Bloqueos, fin de subvenciones y reforma del Estado: ¿refundación económica y moral o justicia de vencedores?


 

La coyuntura boliviana actual, atravesada por bloqueos de caminos, el fin de las subvenciones a los combustibles y una ofensiva anticorrupción dirigida a exautoridades del pasado reciente, ha sido presentada por el gobierno como el inicio de una refundación económica y moral del país (BBC News Mundo, 2025; Deutsche Welle, 2025). Sin embargo, la persistente debilidad del sistema de justicia, la volatilidad normativa y la falta de seguridad jurídica revelan el riesgo de que esta encrucijada termine reproduciendo una lógica de justicia de vencedores antes que consolidar un nuevo pacto constitucional que conjugue independencia judicial, Constitución económica clara y lucha anticorrupción efectiva (Fundación Milenio, 2022; CADECOCRUZ, 2024; Noticias Fides, 2025).



Bloqueos, decretos y giro económico

Los bloqueos impulsados por la COB contra el Decreto Supremo 5503 paralizaron durante varios días el transporte interdepartamental y el flujo de mercancías, con decenas de puntos de corte de ruta y pérdidas económicas significativas, situando al país en un virtual estado de sitio social (Correo del Sur, 2026; Opinión, 2026; Red Uno, 2026).
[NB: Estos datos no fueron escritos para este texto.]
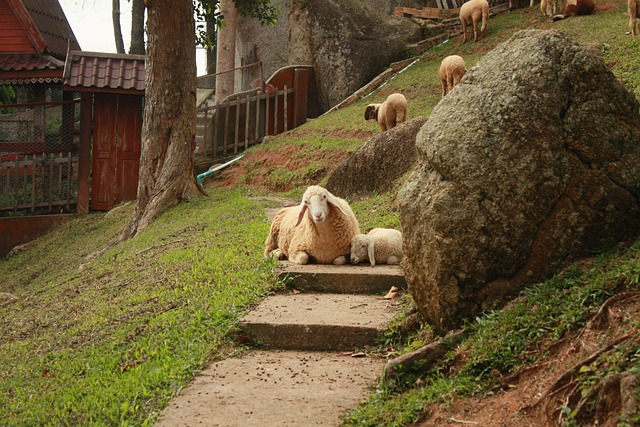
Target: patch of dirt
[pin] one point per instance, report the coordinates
(535, 396)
La posterior abrogación del DS 5503 y su sustitución por el DS 5516, acordada en una negociación acelerada entre el Ejecutivo y la COB, mostró cómo decisiones de enorme impacto económico pueden ser tomadas por decreto y corregidas bajo presión de la calle, debilitando la previsibilidad y la autoridad de la norma (ATB, 2026; France 24, 2026).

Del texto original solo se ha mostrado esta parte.